After months of fortnightly sessions my therapist got me back on track, subdued anxiety in check and slowly dissipating. Every year though, around this time, my anxiety does rear its little head. I know the signs now though and I know how to somewhat control it and keep it at a level I can still function and think rationally. Most times.
So when you read my blog and you (hopefully) see positivity and a genuine love of life, you know why. I have spent the better part of seven years trying to remind myself that the tragedy is over, we are all okay. The anxiety is something I live with and I feel if that is the worst I have to deal with I am doing fine. I have to work on it, it doesn’t go away on its own and never will. In fact it only gets worse if I leave it. I know that now. I am however grateful I took the initiative to sought help, the many, many hours I have spent in therapy have worked wonders for me. I work hard towards living a fulfilled life, appreciating the very simplest but most valuable thing – my family. I don’t ever take them for granted and I surround them with my love and happiness at every moment. I may be the eternal optimist, I may see the good in people before the bad, I may see the good in situations rather than the bad, but I work damn hard at it. I work hard at not feeling negative about things I can change, knowing when situations that you cannot control strike that feeling of helplessness is debilitating. I find hearing people complain about small things very painful, I can’t relay my experience onto them but I only wish they never have to deal with something traumatic to make them realise how wonderful life truly is, and to not let the insignificant details ruin their day. Often I have to feign compassion over small concerns expressed by others, as I know to them it is a big deal. However I barely batter an eyelid over their ‘dilemma’ knowing if they had something worse to compare it to they would not be wasting their energy worrying about it. But to some people the small insignificant issues they are dealing with are a big deal to them. It is not my place to put others’ lives into perspective.

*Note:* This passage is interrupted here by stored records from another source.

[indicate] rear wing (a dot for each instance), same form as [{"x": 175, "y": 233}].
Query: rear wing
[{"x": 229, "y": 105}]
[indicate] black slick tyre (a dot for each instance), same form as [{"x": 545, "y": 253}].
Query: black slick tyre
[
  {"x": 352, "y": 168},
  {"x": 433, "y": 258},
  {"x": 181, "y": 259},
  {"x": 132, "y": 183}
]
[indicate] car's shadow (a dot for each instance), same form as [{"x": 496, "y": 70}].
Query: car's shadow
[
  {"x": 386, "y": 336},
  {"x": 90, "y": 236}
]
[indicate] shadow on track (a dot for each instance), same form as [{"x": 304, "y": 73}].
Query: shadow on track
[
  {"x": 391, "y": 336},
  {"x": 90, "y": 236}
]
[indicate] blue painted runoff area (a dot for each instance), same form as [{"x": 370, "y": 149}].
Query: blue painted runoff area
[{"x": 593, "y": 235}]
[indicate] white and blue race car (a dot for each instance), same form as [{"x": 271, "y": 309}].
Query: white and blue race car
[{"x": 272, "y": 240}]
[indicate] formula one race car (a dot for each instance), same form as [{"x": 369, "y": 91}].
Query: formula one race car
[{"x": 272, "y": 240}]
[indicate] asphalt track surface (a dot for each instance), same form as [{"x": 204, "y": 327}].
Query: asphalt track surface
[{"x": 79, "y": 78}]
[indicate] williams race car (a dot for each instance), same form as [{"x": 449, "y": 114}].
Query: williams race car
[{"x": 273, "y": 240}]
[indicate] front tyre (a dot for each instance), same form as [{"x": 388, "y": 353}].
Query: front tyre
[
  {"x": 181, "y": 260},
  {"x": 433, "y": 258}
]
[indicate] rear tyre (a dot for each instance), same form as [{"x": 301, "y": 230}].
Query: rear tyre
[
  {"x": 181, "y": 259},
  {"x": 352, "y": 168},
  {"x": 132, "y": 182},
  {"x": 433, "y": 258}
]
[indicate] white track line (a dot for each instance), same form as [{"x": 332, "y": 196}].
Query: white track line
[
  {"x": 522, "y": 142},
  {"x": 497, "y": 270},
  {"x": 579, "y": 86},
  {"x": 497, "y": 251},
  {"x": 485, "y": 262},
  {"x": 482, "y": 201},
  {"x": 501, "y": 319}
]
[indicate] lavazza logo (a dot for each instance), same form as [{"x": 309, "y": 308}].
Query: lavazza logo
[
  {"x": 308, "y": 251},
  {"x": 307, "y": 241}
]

My brother says he hates when people complain over minor ailments. I have heard him say he hates it when people complain over an ingrown toenail, and it always makes me laugh. He is always one for putting things into perspective and doesn’t sweat the small stuff. Moments when I feel sad over something insignificant I quickly snap myself out of it. I have nothing to be sad about. I choose my own path, I choose how to wake up and live my day. And I choose to do it with love and positivity. If I don’t like something, I change it. If I can’t change it I change how I deal with it.
Life’s good, I’m sure not going to spend any time bitching about it.